Description: This series of panoramic photographs spans the four seasons at the Chion-in temple in Kyoto. Through the flux of natural activity there are also the traces of our activity in the ceremonies shown in some of the photographs. You can see the inside of many of the buildings as well its habitat in different seasons and times-of-day.
When I started shooting at the temple I brought a map. The temple grounds were made up of locations that I could mark and each photograph was a panoramic view made from these points. I rushed around the temple grounds trying to capture as many locations during the cherry blossom season because everybody told me that the seasons were important in Japan.
Once I covered what I thought were the most interesting locations I asked myself, "now where can I shoot?" But the next locations weren't the ones I could find on my map. The temple grounds were pinpoints in space but I didn't really think of the dimension of time as a location until I realized how different the the temple became with the change of seasons.
Each panorama is made up of many images joined together in the same way that satellites photograph the earth creating a detailed image from many small photographs. The more detailed the photograph, the more images I have to shoot so I end up capturing not a moment or snapshot but time in a human scale like the time it would take to make a sketch for a painting. I was originally thinking of this kind of time. But when I ran out of locations I saw that there was a bigger time spanning seasons; the micro and macro.
As I went back to the temple to shoot, my newfound appreciation for the seasons must have influenced me. When the pink cherry blossoms shimmered against the pale steel sky I thought, "these visitors came at a good time, this is the most beautiful season to come." When the landscape turned bright green in the late spring rains I thought the same thing.
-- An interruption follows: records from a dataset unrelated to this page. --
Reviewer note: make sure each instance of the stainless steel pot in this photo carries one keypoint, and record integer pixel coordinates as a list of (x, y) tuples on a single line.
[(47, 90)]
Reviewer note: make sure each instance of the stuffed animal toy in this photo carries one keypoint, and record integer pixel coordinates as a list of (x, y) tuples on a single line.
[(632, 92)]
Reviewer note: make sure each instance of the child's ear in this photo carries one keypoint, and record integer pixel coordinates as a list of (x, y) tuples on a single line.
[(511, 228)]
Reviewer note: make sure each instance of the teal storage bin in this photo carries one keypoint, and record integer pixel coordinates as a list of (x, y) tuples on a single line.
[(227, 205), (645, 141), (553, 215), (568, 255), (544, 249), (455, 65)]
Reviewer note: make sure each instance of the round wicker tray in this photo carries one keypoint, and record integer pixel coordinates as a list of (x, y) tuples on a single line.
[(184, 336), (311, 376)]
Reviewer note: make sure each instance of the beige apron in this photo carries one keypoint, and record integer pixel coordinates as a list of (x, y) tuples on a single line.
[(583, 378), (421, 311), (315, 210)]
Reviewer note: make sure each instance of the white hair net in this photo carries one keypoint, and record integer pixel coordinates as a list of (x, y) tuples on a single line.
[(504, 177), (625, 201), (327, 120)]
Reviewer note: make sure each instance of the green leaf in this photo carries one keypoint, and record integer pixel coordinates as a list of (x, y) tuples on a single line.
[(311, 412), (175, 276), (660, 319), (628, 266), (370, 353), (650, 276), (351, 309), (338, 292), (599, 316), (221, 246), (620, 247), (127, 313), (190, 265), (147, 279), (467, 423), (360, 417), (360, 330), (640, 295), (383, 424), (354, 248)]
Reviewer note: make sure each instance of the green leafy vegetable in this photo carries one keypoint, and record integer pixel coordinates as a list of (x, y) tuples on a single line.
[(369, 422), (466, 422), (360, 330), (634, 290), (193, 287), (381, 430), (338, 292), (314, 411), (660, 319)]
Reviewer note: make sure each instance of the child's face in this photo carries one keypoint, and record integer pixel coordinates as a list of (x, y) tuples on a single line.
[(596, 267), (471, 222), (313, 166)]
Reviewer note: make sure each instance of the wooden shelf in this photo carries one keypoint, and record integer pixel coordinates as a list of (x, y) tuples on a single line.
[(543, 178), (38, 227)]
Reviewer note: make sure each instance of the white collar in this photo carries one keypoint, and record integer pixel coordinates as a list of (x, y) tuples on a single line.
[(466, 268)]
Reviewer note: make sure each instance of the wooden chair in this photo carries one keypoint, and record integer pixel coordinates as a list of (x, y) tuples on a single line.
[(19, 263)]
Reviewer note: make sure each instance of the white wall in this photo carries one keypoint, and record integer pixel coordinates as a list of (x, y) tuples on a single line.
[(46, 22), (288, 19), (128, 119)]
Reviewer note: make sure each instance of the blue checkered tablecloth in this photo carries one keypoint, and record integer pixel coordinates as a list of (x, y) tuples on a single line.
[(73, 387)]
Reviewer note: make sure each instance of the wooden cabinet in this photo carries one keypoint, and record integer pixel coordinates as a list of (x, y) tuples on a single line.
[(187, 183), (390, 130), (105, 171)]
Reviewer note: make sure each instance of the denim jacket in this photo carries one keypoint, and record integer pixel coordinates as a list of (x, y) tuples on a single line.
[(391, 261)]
During the hot summer when the deep blue sky framed the temple buildings in cool, black shadows I thought the same thing but I knew that once the orange autumn came with its clear light it would be the most beautiful season. Then in the winter when I was waiting for my footsteps to disappear under fresh snow I saw a visitor taking photos we looked at each other and I said, "you came at a good time, this is the most beautiful season to see the temple."